Infrastructure protectionHelping Communities Avoid the Climate Crosshairs

By Jared Sagoff, Carolyn Steeele, and Andrea Manning

Published 15 September 2021

Scientists are addressing the vulnerabilities of infrastructure systems through the lens of climate impacts by creating and adapting climate maps to infrastructure as a way for communities to protect themselves from the effects of climate change.

When Hurricane Ida hit Louisiana as a Category 4 storm on August 29, it showed how critical resilient infrastructure systems are in coping with — and surviving — natural disasters. This is particularly true in underserved areas, where disaster planning and redundancies (such as backup plans and supplies) for vulnerable infrastructure are less likely to be sufficient.

Natural disasters and other severe weather events can take a heavy toll on America’s infrastructure systems, when such disasters occur. These energy, water and wastewater, transportation, and communications systems include not only buildings but roadways, pipelines, ports, and energy storage, as well as vehicles and vessels. Such lifeline infrastructure systems were originally planned and constructed based on historic hazards data. But today, they are not necessarily equipped to operate in the evolving context of the greater risks from climate change.

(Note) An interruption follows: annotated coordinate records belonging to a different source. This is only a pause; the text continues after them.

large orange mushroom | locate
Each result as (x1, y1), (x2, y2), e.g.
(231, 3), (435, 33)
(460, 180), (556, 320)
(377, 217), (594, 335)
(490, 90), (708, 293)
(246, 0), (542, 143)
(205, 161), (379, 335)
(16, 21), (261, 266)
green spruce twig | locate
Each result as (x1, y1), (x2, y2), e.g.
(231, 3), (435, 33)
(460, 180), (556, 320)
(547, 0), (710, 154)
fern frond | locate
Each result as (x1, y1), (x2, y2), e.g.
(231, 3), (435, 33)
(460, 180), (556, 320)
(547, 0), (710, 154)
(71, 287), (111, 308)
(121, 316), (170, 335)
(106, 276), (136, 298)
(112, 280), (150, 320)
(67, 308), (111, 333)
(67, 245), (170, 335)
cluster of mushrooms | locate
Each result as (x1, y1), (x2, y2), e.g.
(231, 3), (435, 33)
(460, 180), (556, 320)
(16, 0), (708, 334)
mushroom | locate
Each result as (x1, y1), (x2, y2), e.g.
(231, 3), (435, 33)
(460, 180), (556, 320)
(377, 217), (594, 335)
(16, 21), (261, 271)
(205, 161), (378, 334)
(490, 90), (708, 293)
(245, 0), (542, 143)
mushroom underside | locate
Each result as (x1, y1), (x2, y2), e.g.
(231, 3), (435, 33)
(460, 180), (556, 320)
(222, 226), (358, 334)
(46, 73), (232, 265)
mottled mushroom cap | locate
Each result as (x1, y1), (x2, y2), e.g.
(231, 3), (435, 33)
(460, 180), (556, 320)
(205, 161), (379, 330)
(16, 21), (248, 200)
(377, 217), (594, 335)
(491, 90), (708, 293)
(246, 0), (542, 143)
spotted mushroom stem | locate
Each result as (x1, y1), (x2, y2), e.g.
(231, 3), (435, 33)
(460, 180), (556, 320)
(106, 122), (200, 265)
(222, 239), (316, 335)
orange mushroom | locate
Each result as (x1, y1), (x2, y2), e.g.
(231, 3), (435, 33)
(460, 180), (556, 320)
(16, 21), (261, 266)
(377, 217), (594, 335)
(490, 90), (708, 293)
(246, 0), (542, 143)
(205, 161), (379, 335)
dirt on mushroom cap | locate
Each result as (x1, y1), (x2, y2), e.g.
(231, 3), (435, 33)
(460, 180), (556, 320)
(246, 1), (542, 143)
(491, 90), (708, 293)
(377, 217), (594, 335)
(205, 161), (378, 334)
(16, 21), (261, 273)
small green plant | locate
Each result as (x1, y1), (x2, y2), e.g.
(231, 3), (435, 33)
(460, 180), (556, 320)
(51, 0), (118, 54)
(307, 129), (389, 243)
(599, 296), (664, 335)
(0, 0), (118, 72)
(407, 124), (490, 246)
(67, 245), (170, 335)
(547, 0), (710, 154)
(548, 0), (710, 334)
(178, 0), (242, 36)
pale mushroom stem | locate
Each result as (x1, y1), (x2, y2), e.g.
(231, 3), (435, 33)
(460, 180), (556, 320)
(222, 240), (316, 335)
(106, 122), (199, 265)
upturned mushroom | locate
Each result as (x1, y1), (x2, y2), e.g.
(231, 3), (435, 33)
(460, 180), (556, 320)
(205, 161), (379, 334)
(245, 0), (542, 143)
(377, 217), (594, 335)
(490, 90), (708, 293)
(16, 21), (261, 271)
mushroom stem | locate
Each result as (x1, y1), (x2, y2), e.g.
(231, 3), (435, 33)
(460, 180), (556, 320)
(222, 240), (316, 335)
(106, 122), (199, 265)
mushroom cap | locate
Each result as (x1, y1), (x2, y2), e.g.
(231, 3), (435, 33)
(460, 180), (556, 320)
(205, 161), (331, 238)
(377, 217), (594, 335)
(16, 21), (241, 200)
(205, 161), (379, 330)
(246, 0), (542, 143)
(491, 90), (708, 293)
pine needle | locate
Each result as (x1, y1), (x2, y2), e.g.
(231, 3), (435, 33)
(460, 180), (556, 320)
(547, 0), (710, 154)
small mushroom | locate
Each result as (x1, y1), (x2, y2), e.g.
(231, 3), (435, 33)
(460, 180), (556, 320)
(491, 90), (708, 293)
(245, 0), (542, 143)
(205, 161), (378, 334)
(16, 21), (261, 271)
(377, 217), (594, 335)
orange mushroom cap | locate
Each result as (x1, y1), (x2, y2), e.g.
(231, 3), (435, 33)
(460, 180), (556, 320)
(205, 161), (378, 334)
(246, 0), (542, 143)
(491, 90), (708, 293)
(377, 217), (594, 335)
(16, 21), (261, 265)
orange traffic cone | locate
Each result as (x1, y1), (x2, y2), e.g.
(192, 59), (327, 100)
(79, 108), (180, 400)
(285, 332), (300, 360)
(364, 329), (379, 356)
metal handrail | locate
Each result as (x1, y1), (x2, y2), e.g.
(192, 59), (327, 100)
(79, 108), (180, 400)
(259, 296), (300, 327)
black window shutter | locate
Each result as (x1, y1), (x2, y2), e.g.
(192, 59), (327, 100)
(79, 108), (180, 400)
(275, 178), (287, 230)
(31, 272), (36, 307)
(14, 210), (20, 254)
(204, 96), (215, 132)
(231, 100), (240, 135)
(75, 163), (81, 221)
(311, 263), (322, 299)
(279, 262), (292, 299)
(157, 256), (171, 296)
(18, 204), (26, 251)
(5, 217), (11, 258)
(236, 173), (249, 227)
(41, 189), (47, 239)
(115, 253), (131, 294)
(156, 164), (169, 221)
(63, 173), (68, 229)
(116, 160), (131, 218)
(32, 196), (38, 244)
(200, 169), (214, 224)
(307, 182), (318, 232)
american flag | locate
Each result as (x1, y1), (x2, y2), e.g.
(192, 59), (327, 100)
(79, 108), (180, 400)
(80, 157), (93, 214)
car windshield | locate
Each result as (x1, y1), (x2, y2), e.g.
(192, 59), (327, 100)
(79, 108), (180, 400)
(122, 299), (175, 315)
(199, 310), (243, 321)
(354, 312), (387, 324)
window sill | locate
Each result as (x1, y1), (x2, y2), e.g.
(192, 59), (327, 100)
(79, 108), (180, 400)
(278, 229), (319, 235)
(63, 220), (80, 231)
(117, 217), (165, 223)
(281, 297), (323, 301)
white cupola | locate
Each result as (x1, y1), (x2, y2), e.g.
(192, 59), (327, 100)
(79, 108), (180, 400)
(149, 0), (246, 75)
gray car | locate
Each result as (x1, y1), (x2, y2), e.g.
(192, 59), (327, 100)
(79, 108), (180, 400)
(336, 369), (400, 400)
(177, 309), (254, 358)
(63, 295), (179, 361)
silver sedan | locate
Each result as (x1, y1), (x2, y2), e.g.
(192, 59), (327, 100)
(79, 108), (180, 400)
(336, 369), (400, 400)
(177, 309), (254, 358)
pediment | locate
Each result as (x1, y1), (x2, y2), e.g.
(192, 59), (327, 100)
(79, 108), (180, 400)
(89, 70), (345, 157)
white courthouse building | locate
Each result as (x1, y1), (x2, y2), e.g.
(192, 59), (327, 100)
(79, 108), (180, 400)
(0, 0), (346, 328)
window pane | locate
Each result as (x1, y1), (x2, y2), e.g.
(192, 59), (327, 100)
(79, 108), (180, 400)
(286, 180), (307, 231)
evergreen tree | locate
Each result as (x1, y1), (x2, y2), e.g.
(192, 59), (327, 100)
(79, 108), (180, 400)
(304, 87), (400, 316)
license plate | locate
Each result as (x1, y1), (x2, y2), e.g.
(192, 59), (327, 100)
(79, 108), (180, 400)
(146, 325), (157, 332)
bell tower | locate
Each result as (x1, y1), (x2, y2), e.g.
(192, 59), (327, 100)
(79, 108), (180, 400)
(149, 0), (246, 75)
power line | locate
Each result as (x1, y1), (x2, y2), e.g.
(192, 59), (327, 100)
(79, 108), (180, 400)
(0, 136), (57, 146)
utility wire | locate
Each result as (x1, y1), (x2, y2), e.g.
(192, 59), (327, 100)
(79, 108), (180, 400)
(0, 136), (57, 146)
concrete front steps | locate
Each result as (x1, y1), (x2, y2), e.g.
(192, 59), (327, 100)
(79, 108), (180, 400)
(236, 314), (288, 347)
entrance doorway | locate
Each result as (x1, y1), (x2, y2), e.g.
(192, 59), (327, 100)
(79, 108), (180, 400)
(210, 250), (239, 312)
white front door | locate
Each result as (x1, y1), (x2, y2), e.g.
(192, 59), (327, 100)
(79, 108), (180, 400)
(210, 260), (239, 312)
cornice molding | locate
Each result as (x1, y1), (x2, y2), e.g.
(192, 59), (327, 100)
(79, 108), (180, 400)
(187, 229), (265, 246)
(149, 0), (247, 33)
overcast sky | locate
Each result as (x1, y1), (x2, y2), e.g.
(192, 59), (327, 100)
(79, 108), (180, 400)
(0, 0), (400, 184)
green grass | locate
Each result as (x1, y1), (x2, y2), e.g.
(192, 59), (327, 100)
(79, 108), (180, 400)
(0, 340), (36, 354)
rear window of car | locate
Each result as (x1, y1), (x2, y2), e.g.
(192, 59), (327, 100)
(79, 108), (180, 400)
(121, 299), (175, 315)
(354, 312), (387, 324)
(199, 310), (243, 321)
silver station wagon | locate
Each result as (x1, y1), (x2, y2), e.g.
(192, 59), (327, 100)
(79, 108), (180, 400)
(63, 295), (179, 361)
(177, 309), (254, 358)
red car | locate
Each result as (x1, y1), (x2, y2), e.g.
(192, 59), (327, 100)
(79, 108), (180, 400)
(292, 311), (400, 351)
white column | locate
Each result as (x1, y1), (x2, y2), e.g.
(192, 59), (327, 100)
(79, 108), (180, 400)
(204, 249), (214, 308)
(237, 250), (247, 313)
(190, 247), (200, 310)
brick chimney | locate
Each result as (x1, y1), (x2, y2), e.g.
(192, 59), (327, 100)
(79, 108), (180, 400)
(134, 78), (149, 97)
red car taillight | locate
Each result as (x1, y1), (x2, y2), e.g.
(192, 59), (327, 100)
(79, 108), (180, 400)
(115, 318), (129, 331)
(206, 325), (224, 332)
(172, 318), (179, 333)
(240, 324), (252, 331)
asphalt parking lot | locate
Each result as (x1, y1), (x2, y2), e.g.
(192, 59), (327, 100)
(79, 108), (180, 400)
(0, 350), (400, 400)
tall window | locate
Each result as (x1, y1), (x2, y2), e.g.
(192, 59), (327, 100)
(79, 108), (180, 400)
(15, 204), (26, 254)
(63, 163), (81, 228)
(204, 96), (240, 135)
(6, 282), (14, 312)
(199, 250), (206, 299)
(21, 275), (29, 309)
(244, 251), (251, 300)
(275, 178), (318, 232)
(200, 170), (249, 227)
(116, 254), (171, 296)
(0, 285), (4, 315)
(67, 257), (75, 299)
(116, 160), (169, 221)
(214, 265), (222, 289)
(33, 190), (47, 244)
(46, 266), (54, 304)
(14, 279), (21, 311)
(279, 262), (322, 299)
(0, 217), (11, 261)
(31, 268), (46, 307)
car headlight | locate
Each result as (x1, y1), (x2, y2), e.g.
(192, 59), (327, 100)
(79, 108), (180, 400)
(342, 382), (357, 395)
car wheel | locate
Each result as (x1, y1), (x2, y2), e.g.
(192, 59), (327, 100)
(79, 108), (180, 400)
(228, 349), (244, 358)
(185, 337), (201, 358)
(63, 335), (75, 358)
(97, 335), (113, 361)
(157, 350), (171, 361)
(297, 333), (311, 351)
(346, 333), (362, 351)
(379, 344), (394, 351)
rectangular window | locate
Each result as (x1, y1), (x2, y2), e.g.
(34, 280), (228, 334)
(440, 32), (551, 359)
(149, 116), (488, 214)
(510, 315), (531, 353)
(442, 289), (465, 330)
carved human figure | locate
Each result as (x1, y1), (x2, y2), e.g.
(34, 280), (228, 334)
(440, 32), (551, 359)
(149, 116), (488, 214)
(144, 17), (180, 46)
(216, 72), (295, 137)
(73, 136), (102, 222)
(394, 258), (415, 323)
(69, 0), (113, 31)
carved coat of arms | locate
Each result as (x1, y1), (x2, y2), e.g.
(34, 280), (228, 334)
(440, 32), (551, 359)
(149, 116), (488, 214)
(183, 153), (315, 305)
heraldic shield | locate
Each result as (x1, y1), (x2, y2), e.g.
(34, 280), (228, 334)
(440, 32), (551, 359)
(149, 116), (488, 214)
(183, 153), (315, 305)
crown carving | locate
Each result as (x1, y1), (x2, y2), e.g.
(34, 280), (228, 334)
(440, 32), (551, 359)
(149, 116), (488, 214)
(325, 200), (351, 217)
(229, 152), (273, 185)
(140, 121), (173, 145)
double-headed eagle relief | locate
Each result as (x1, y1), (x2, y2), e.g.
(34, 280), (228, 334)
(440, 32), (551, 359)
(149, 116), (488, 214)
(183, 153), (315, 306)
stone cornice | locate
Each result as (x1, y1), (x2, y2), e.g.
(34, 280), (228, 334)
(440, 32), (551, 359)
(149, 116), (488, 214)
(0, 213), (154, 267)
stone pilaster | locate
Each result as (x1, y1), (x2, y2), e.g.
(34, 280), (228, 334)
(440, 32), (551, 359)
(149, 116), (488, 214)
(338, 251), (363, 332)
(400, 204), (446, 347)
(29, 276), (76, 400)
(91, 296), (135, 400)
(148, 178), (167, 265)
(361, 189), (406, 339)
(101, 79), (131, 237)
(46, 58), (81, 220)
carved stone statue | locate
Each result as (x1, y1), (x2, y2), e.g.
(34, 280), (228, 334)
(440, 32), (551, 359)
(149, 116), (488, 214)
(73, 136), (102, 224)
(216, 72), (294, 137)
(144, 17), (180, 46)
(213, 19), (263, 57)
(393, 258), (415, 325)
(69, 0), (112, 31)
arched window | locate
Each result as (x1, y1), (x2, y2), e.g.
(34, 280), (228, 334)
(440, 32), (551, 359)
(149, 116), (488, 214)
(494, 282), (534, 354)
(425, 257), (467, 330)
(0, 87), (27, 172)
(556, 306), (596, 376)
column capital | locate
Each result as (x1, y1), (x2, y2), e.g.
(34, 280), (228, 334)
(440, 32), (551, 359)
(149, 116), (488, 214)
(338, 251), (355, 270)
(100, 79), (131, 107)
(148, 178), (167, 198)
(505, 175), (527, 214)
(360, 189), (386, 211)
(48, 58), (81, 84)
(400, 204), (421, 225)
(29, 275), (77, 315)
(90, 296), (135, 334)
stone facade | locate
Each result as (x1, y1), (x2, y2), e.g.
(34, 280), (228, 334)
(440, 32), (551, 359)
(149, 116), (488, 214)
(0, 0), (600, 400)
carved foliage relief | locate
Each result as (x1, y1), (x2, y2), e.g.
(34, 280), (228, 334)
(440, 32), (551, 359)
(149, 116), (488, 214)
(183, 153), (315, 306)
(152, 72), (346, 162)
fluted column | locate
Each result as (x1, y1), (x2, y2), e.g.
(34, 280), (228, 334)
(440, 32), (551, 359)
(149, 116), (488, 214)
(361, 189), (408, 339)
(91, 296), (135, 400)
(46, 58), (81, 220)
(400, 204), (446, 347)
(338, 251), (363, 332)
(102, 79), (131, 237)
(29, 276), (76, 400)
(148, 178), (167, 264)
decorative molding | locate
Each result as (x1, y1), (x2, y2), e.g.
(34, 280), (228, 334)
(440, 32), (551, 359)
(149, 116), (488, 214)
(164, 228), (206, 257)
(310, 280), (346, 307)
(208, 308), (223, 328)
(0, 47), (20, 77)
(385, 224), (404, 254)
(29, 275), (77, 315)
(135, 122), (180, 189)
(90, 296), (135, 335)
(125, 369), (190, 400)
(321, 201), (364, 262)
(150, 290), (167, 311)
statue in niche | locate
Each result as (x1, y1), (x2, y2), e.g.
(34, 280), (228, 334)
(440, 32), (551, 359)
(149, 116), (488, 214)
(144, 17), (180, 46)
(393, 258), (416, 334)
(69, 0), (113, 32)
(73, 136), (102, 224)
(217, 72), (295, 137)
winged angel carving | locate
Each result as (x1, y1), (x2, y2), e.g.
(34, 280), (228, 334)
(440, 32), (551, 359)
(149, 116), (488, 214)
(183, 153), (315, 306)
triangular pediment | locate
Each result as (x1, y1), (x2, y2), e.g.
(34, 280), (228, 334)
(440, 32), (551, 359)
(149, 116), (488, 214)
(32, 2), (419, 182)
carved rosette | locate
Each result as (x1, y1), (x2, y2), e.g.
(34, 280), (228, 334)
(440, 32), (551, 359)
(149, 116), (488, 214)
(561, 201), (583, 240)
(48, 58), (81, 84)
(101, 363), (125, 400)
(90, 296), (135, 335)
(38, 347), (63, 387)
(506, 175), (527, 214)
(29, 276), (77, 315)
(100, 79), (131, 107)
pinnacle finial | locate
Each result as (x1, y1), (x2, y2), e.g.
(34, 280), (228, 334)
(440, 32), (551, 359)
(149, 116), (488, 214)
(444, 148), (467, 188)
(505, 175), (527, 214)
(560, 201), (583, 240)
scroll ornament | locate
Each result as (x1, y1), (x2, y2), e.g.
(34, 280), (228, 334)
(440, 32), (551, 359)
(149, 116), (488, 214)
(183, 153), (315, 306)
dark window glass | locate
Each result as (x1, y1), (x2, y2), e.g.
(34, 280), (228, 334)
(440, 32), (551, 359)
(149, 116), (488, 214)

Because to many, hurricanes the size of Ida provide are examples of more frequent, more extreme weather events causing enormous disruption and destruction in communities around the world. The wildfires burning uncontrollably in the western states due to this summer’s drought conditions provide data points in this outlook, as well.

“Climate change is an existential crisis for many communities and infrastructure systems,” said Tom Wall, a program lead in Engineering and Applied Resilience at the U.S. Department of Energy’s (DOE’s) Argonne National Laboratory. ​“While many communities and organizations may lack technical sophistication or depth of resources, they should never have to experience a barrier to getting access to usable and useful information. We want them to have that information to help ensure the future resilience of their systems.”

Climate risk to infrastructure can come in a variety of forms, Wall said. ​“If the Northwest has a major heat wave, or hotter, more frequent or longer heat waves, these events can be a problem. Extreme heat events make it harder to generate and transmit electricity, and they can cause roadways or train tracks to buckle, or create other impacts,” he said. ​“Conversely, even just generally higher temperatures overall, not tied to a specific event, can cause problems. We often need natural bodies of water to cool our power plants — so if rivers or other surface waters warm even a few degrees, we can’t cool our power plants as efficiently.”